City of Petaluma v. Wcab (lindh): Apportionment to Risk Factors When They Cause Disability

Publication year2018
AuthorSURE LOG, ESQ.
City of Petaluma v. WCAB (Lindh): Apportionment to Risk Factors When They Cause Disability

SURE LOG, ESQ.

El Segundo, California

In 2004 the Legislature made a diametric change to the law on apportionment. Labor Code section 4663 was amended to allow apportionment to causation. Under this statute, and Labor Code section 4664, employers are liable only for the percentage of permanent disability directly caused by the injury arising out of and in the course of employment.

Despite the changes in apportionment law, the WCAB has been reluctant to allow apportionment when characterized as to risk factors. Citing the well-established case of Escobedo v. Marshalls (2005) 70 Cal.Comp.Cases 604, the WCAB has frequently held that apportionment to risk factors was impermissible because it constituted apportionment of the injury and not apportionment of the disability.

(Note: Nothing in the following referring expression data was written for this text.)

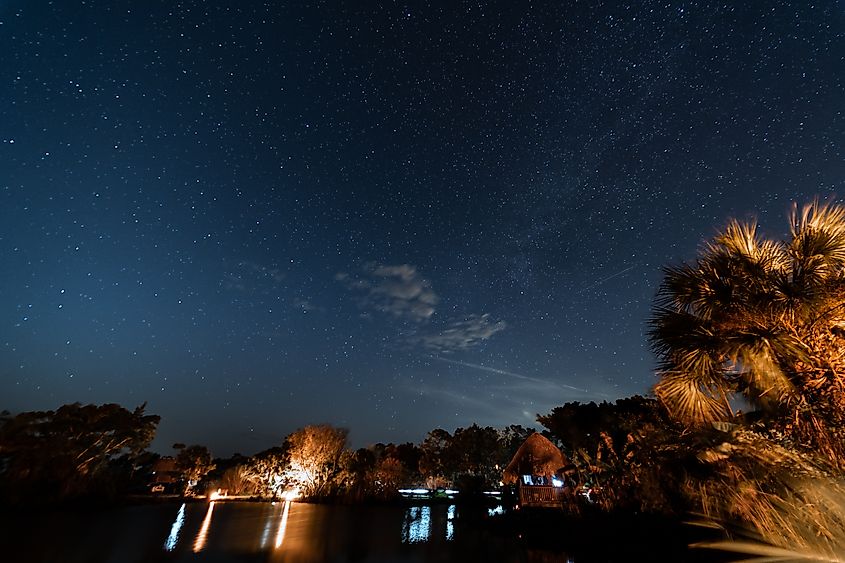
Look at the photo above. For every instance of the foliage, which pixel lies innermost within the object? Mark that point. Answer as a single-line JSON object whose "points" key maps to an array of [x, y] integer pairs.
{"points": [[238, 480], [194, 463], [763, 319], [774, 501], [579, 426], [69, 451], [265, 471], [314, 455]]}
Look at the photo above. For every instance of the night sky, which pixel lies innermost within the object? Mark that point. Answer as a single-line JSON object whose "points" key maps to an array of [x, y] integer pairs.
{"points": [[387, 216]]}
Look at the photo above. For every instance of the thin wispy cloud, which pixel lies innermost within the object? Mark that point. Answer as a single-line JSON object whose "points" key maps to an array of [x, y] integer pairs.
{"points": [[398, 290], [402, 292], [534, 382], [462, 335]]}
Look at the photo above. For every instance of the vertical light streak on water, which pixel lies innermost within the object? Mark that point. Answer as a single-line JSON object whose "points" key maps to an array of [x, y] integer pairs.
{"points": [[268, 525], [450, 523], [280, 534], [173, 538], [202, 535], [417, 526]]}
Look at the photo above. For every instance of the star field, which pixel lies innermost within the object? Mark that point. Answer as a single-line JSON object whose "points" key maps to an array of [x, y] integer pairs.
{"points": [[390, 216]]}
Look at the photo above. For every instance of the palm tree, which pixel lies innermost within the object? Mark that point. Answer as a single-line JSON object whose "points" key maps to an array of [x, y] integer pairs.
{"points": [[762, 319]]}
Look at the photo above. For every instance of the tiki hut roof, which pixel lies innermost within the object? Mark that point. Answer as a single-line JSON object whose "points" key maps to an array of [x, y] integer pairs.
{"points": [[536, 456]]}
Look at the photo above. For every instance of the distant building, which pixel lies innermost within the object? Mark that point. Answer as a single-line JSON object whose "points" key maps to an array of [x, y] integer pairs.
{"points": [[534, 470], [164, 476]]}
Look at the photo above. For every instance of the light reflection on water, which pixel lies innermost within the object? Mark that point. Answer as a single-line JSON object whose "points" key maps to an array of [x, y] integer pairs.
{"points": [[417, 525], [202, 535], [225, 532], [283, 525], [173, 538], [450, 523], [268, 526]]}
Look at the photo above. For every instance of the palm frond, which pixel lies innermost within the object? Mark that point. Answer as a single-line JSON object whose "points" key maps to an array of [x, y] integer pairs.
{"points": [[691, 402]]}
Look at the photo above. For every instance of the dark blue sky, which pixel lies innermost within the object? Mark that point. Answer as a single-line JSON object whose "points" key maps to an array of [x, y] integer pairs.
{"points": [[388, 216]]}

It is the position of this article that on December 10, 2018, the First District Court of Appeal resolved the issue of whether Labor Code section 4663 allows apportionment to risk factors when they are actual causes of disability. In City of Petaluma v. WCAB (Lindh) the court concluded the WCAB erred when it rejected the apportionment of a qualified medical evaluator (QME), which the WCAB had characterized as apportionment to non-industrial risk factors.

Factual Background

In Lindh, the applicant worked as a law enforcement officer and claimed injury to his left eye. He sustained multiple blows to the left side of his head during a canine training course. After the training, he had severe headaches lasting hours or days. A month later, while off duty, the applicant suddenly lost vision in his left eye.

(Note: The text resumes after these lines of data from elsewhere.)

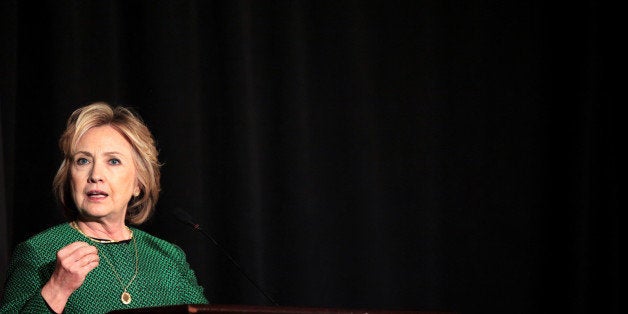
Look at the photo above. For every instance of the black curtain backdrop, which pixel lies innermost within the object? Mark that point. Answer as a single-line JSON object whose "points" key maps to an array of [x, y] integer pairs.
{"points": [[429, 155]]}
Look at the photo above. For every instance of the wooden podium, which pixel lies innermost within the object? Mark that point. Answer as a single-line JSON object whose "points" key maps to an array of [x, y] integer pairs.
{"points": [[214, 308]]}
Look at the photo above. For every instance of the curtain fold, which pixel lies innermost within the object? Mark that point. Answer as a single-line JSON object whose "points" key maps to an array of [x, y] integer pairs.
{"points": [[408, 155]]}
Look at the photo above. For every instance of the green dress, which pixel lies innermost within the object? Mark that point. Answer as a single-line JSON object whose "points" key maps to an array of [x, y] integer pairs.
{"points": [[163, 278]]}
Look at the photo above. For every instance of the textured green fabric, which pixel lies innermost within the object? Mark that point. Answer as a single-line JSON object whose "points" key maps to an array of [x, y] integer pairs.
{"points": [[164, 276]]}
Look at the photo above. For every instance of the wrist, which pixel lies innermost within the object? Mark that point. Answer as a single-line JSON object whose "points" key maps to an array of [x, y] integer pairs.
{"points": [[56, 298]]}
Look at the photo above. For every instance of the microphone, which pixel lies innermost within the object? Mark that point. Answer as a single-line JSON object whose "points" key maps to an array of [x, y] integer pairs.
{"points": [[184, 217]]}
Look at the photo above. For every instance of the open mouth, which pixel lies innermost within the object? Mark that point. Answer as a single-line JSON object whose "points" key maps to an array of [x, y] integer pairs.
{"points": [[96, 194]]}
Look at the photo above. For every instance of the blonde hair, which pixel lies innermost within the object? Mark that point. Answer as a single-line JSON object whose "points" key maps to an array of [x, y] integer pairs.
{"points": [[131, 126]]}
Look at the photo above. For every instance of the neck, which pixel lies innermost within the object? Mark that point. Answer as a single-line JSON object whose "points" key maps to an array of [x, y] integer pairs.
{"points": [[105, 231]]}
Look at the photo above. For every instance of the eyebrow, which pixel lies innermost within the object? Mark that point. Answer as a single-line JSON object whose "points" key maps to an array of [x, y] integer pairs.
{"points": [[105, 153]]}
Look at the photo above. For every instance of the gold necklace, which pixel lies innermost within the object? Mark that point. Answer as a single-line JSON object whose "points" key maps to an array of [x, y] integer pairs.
{"points": [[126, 296]]}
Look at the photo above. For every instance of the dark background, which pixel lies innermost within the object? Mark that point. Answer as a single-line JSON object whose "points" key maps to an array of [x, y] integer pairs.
{"points": [[428, 155]]}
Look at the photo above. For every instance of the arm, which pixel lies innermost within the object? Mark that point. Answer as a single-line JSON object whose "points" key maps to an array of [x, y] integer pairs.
{"points": [[192, 292], [37, 286]]}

Two physicians, one at Kaiser and one at the University of California San Francisco (UCSF), evaluated the applicant, and neither believed the vision loss was related to the blows to his head. A QME then evaluated the applicant and reported that the blood circulation to the left eye was defective.

The QME stated that absent the work-related injury, the applicant "most likely would have retained a lot of his vision in that eye," although he could not "guess" how much. The QME agreed the applicant might have gone his whole life without losing vision but also agreed that even without the blows to the head, the applicant could have lost vision due to his underlying condition. The QME found it unlikely the applicant would have suffered a vision loss had he not had the underlying rare condition of vascular spasticity.